The Internet of Things consists of connecting everyday objects – physical devices, vehicles, buildings, wearable technology etc. with embedded electronics, software, sensors allowing them to send and receive data. Assembling all this data allows for intelligent decisions to be made either by humans or by machines against pre-set rules. IoT is an enabler for change and can allow systems and devices to intelligently talk to each other in real time. 

Some of the areas where Blockchain technology could potentially support IoT solutions include:

  • The ability to implement Smart Contracts - Blockchain makes the automation of large scale remote systems management possible.

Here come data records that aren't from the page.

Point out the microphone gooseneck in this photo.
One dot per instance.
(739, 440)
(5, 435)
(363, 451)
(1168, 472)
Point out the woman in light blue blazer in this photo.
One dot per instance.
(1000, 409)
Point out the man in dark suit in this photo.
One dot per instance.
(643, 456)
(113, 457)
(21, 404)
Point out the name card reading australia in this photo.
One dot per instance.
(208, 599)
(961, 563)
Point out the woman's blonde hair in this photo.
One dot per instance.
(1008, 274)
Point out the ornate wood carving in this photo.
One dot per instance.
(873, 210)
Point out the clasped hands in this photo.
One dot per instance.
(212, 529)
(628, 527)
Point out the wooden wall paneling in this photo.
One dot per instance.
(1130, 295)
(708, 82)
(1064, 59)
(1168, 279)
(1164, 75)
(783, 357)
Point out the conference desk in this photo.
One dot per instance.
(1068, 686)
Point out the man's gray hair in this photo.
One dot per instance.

The exchange of data between sensors and software over the network e.g. in a City wide smart lighting service, and the resulting ability to manage, monitor and contractually track the service performance can result in increased efficiency and a reduction in the overall costs.
  • Identity Management – providing individuals with the ability to effectively control and manage their digital identity is very important in today’s high tech world. Especially when our smart devices are gathering information about us and potentially sharing that with a myriad of companies. Blockchain technology can be used to support the ability for individuals to opt in or out of providing access to personal information e.g. details relating to their physical activity, current location and regular journeys. On the reverse side, the technology can also provide companies with the ability to enable individuals to opt in/out of giving access to specific personal data when deploying a service. Access to an individual’s personal information could be required to provide the service e.g. displaying information on the next available bus home, or it could be in way of payment for accessing a service e.g. Public WiFi. Providing users with the ability to opt in/out is critical to comply with user acceptance of the service and possibly to meet legislation.
  • Personal Data marketplace – In addition to providing the means for creating and managing your digital identity, Blockchain can also deliver the ability to effectively manage the buying and selling of data whilst ensuring strict control and privacy. This could involve providing specific companies with real time access to information gathered by smart devices in return for a discount on services e.g. life insurance.
  • Governance – The Internet of Things provides the ability to deploy remote sensors to measure near enough anything. As a result, sensor networks are being deployed to measure air quality, water level monitoring, traffic levels etc. Blockchain can be used alongside these smart solutions to ensure that the results are fully transparent and publicly accessible, via the fact it acts as a distributed database.

In conclusion

Blockchain has a lot to offer the IoT world, and the ability for users to control their digital identity and effectively opt in or out of trading their personal information in return for access to services or financial rewards is exciting. Imagine a world where you could:

  • Receive a discount on an insurance product in return for providing them with real time access to your physical activity information
  • Request a quotation for a financial product e.g. car insurance and not have to complete  those online quote request forms multiple time, as you can grant the relevant companies one time access to the relevant parts of your personal information in order to provide you with a quote
  • City wide services e.g. Smart lighting. Where the services are delivered under a smart contract ensuring they meet the defined KPI’s and SLA. The smart contract can also ensure that the service company is automatically paid in accordance with actual deliverables and achieved service levels. So a better more efficient service that benefits the consumer and provider.

We are still in the early stages of Blockchain development, and the rollout and acceptance of the Internet of Things solutions on a wide scale basis. One thing we can be sure of is that both technologies are here to stay and will affect our lives greatly over the coming years. The question is more on what businesses are willing to roll out and what we as individuals are willing to accept. Both technologies have the ability to drive fundamental changes in our everyday lives.